One other method of self-help I recommend for people who can manage it is meditation. There are many different types of meditation, although the most affective one for me has been mindfulness. After reading about it and following a set guide of mindfulness meditations for a few weeks, it was the treatment I used to overcome my 8-year depression.

Smiling Sun and Moon

Some people with epilepsy will find that meditating isn’t a possibility; it can sometimes provoke seizures. But I’d say it’s worth trying out carefully in its styles. Mindfulness is something that is now also being offered through the NHS, so don’t feel shy about discussing it with your doctor.

Talking Therapies

When dealing with depression, people shouldn’t be as low as they are. The fact is that there are many types of psychological therapy available to help people overcome their mental health issues, and there’s nothing wrong with getting this sort of help.

Some of these therapies may work better for you than others, and include things like:

  • Cognitive Behavioural Therapy (CBT)
  • Interpersonal Therapy
  • Psychodynamic Therapy
  • Counselling
  • Couples Therapy

Still depressed after university, I first tried using CBT to overcome it, but it proved very much ineffective. During my time in university, I had a spell when I was moderately depressed after losing friends that were once close to me.
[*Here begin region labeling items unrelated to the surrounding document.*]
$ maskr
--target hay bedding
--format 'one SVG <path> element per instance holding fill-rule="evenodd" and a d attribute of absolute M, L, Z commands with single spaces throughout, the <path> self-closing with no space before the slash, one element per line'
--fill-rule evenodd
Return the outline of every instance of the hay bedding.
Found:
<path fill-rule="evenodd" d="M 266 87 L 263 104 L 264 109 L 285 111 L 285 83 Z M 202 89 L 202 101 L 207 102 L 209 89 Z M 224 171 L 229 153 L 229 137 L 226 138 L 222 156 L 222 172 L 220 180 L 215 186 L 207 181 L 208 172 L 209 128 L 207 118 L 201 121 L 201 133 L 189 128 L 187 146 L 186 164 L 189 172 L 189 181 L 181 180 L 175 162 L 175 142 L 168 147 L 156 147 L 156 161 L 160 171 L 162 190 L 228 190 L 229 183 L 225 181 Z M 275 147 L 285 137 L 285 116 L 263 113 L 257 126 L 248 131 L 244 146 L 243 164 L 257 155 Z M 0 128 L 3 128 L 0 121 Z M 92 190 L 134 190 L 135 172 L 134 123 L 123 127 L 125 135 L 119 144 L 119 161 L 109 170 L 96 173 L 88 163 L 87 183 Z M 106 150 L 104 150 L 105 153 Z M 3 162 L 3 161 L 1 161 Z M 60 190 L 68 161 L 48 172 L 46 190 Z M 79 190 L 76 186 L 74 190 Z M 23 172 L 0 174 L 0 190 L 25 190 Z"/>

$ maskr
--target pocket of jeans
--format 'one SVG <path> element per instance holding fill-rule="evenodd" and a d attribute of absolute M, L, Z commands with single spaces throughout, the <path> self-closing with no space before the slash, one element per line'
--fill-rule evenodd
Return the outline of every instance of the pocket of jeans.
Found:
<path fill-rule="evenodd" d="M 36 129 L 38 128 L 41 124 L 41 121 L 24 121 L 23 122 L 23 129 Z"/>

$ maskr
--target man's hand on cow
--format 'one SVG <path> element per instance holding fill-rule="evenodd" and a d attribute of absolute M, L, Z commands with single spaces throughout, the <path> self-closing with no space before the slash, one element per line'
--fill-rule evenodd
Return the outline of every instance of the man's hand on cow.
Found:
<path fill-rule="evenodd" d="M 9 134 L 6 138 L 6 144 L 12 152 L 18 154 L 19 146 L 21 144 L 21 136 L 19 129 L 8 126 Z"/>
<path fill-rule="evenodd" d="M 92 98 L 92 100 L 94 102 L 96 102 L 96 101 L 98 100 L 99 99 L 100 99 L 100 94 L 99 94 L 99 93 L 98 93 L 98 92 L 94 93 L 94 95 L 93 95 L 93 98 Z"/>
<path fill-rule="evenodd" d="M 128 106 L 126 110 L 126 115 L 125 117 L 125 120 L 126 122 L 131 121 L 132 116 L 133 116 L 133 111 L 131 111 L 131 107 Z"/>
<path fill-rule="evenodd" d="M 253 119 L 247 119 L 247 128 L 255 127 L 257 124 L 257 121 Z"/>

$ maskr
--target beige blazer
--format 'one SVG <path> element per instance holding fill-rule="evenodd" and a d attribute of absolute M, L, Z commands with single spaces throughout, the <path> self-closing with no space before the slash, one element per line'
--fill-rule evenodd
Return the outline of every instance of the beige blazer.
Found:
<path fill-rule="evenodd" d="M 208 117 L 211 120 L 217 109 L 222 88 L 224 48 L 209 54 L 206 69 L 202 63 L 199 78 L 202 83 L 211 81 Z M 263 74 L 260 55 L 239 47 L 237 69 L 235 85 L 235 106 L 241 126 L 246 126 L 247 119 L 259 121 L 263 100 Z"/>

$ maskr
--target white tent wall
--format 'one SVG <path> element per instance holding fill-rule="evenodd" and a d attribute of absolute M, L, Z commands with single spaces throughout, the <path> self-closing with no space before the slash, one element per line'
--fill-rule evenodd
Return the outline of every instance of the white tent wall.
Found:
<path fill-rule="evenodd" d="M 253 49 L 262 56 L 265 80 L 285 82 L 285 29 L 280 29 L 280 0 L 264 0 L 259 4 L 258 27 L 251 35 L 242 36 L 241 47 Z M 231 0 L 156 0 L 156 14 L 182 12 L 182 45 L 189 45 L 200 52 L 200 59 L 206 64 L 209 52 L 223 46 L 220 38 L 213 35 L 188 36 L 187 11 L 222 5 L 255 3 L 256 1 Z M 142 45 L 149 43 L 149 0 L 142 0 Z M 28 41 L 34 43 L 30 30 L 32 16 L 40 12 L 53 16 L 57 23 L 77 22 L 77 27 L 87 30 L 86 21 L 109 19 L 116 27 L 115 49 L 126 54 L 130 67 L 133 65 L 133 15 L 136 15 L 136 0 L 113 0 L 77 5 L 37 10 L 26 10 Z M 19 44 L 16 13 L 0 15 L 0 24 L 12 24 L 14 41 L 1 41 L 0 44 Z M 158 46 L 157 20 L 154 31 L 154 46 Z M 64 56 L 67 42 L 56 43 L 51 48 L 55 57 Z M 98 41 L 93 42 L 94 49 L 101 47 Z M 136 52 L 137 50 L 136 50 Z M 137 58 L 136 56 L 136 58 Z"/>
At that time, talking the situation through with a counsellor helped me recover from that loss.


There is a type of medication that doctors may decide to give you when you’re currently dealing with depression, and they’re simply called anti-depressants. The ones they choose to give you will depend on what other medication you’re currently using to avoid any unwanted drug interactions. These drugs can lift your mood, although I personally found that an anti-depressant called citalopram was ineffective. I was happy to get rid of it after taking it for a year or two not long ago.

Accepting Your Epilepsy and Depression

If you’re somebody to develop epilepsy and depression, then you’re one of many. You may currently feel embarrassed, but you shouldn’t. Being diagnosed and living with epilepsy can affect how we feel emotionally; that’s pretty much how it started to affect me around ten years ago.

At that time, understanding my epilepsy in more depth would have helped me; it could have helped avoid the persistent depressive disorder that I suffered from. Today, I recommend taking a look at Epilepsy and You – Epilepsy Action’s new online course that offers expert knowledge of your epilepsy and gives you the opportunity to talk to others too.

However, if epilepsy affects you so much that it leads you into a state of depression, always remember there’s a way out there as well. If you can find your way of there, then you’ll be doing your epilepsy a fair few favours too.

Useful Websites and Contacts

As already mentioned, it’s not uncommon to need help. If you’ve got any negative feelings, then it’s not daft to just have a chat with a family member, friend, doctor, epilepsy specialist or epilepsy nurse.

If you feel life is proving too much for you, then you will need immediate help. It’s best to seek medical advice, or ring NHS 111. You can also contact the Samaritans – they offer 24-hour emotional support to those with feelings of distress or despair, including suicidal thoughts:

The Samaritans

Telephone: 116 123


If you’d like to know more about the condition, then these organisation websites are ones of many that will give you a helping hand, and often offer supportive helplines as well.


Telephone: 0300 123 3393


NHS Choices


Rethink Mental Illness

Telephone: 0300 5000 927

If you’ve got it, then Good Luck

If you’re currently experiencing negative feelings of emotion, then I wish you the best of luck. Although it could take a while to find the right treatment for you, it’s best to always remember that there are many ways around your problem. By continuously working hard at finding your treatment, I believe you and every other person with depression will eventually find what you need to deal with it. Take care.